4. Scaling Laws as a Scalability Benchmark: Comparing Designs via Exponents

Ours treats the scaling law as a low-cost evaluation tool. By running isoFLOP experiments on small budgets, one can determine if an architecture or data pipeline is "more scalable" without large-scale training.

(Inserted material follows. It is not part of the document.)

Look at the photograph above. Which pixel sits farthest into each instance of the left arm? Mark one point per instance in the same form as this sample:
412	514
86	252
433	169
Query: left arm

For a fixed data pipeline, a more efficient model should have a smaller model exponent + larger data exponent (indicating better data utilization). For any design change, a better pipeline corresponds to a smaller (more negative) loss/FID exponent.

Key Experimental Results

Main Results

Experiments were conducted on 108M image-text pairs randomly sampled from Laion-Aesthetic and re-captioned with LLaVA-1.5. Most experiments follow a "data-infinite" setting (one epoch).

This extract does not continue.